|Where||Great Broughton Village Hall||Type of Event||Illustrated Talk|
|When||Monday 18th June at 7.30 pm||Tutor||Dr Robert McManners|
Dr McManners, as Chair of the Bishop Auckland Civic Society and the leading force in the project to retain the Zurbaran paintings in Bishop Auckland, was an eminently suitable person to talk on this topic. He began by explaining how after ‘Harrowing of the North’, William used Northumbria as a buffer zone between Scotland and England conferring upon the Bishop the power amongst other things to legislate, raise taxes, appoint judiciary and even convene his own parliament. Thus Bishopric of Durham became a principality with the Prince Bishops having the same power and authority as the king.
Zurbaran was a popular religious painter in 17th century Spain. At this time in Spain, though there was a large portion of the population that were Jewish or Muslim, the Catholic traditions were being re-exerted and many lived in fear of the Spanish Inquisition. So why did Zurbaran risk not only his reputation but also his life to paint Jacob and his twelve sons from the Old Testament?

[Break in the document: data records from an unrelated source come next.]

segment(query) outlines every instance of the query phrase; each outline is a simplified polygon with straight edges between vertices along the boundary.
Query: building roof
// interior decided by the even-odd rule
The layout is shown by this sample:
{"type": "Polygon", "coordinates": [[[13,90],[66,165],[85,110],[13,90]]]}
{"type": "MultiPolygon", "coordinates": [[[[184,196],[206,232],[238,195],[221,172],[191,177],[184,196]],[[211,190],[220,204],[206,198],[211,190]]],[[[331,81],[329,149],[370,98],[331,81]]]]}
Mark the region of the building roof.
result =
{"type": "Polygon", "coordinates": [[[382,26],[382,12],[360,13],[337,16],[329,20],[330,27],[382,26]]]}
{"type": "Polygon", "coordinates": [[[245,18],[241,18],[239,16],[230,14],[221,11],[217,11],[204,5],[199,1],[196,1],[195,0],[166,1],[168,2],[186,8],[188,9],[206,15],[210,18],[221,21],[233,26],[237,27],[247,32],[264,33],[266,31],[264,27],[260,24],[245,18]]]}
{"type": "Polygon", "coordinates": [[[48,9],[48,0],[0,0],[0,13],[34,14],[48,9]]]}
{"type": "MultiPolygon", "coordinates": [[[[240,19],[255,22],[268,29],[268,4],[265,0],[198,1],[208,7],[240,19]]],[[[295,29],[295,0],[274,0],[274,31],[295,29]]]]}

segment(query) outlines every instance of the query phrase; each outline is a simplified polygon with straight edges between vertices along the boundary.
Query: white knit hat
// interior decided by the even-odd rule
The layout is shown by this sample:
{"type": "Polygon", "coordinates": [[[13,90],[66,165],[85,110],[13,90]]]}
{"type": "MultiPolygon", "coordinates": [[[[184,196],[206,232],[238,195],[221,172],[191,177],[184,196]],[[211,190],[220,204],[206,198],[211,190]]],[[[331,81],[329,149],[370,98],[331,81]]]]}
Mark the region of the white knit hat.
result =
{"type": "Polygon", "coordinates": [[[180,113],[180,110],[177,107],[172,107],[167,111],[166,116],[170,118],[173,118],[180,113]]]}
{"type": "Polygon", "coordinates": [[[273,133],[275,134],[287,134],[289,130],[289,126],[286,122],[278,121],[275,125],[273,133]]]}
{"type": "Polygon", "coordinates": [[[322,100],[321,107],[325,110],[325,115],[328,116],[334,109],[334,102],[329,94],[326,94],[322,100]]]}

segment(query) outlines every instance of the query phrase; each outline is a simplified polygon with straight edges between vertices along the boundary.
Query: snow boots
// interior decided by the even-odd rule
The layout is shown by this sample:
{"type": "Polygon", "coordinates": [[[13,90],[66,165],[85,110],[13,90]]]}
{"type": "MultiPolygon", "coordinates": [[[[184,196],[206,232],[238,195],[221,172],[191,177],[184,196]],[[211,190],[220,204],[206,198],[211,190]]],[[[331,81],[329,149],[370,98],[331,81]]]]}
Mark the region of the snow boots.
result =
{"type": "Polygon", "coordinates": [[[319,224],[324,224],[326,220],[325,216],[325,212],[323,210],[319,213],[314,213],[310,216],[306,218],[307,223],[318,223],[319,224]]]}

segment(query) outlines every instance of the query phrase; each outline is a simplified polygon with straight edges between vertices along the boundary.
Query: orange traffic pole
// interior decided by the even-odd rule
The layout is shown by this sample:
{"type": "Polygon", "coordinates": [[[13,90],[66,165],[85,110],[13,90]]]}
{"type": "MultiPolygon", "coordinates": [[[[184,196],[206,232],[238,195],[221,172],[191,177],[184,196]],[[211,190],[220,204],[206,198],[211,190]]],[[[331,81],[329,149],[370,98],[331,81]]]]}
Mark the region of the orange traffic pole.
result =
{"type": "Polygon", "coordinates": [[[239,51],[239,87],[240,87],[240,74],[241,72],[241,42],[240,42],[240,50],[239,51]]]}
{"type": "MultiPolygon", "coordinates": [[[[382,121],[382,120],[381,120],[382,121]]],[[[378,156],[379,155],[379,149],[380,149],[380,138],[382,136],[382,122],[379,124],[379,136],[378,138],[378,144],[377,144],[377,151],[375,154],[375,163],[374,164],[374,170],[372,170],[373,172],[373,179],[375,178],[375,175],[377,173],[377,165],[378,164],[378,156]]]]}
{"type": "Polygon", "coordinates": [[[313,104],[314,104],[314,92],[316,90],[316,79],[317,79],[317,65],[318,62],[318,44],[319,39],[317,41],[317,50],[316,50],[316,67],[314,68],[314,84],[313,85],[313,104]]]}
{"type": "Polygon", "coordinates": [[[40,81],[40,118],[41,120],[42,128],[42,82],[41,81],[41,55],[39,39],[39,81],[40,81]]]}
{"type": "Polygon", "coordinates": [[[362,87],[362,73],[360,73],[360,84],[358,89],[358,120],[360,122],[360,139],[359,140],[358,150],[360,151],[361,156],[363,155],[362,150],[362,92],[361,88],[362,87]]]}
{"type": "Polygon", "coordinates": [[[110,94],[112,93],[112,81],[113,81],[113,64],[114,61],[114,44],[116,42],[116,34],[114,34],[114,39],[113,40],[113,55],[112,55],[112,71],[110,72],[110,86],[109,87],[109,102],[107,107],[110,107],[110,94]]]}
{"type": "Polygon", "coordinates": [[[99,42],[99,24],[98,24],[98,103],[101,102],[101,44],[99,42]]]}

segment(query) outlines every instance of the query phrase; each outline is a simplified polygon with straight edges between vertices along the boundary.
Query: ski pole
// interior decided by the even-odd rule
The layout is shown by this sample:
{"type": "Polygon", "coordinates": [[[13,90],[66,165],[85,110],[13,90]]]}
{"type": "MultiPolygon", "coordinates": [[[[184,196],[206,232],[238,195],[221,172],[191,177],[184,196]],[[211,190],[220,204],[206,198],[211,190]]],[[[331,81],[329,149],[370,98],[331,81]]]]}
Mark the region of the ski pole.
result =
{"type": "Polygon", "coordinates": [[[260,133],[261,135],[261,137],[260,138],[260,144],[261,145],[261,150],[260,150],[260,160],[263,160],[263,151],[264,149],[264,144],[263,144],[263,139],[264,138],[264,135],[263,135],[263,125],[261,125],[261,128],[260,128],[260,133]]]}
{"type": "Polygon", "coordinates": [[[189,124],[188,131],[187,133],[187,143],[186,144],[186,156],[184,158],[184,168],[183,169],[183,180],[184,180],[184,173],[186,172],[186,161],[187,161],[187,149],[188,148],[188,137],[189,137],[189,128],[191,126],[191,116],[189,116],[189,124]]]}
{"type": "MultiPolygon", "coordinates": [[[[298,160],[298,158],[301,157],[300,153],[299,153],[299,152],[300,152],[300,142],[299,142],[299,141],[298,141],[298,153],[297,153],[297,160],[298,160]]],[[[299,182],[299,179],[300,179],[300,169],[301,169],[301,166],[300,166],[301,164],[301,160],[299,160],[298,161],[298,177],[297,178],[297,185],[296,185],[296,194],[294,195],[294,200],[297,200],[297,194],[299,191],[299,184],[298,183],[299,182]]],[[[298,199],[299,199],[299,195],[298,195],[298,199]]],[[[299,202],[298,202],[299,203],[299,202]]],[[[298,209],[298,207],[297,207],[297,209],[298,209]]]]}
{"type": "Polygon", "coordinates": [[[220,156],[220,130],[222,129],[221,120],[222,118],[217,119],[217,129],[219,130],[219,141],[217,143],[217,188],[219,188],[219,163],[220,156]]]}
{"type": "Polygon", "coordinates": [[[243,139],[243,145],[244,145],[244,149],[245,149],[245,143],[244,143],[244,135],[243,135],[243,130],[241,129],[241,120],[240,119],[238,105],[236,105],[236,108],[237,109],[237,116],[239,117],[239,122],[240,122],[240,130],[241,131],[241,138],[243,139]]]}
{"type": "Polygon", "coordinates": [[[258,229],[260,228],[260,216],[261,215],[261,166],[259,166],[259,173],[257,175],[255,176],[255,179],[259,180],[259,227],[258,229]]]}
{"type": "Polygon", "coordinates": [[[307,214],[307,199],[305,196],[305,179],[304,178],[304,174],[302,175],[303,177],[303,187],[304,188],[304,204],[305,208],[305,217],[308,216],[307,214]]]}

Dr McManners discussed some reasons, such as they were painted speculatively for export then captured by pirates, however a more substantive theory is that they were painted for a Jewish client to hang secretly in his home, maybe in a wine cellar. Zurbaran himself probably had sympathy with the Jewish people having grown up in a small town which had a substantial Jewish population.
The paintings eventually arrived in England and were bought in 1756 by Richard Trevor, the Bishop of Durham. He altered the Dining Room at Auckland Palace to accommodate the pictures where they still hang today, thanks to the generosity of Jonathan Ruffer who bought them when the Church Commissioners had sent them for auction to Sotheby’s.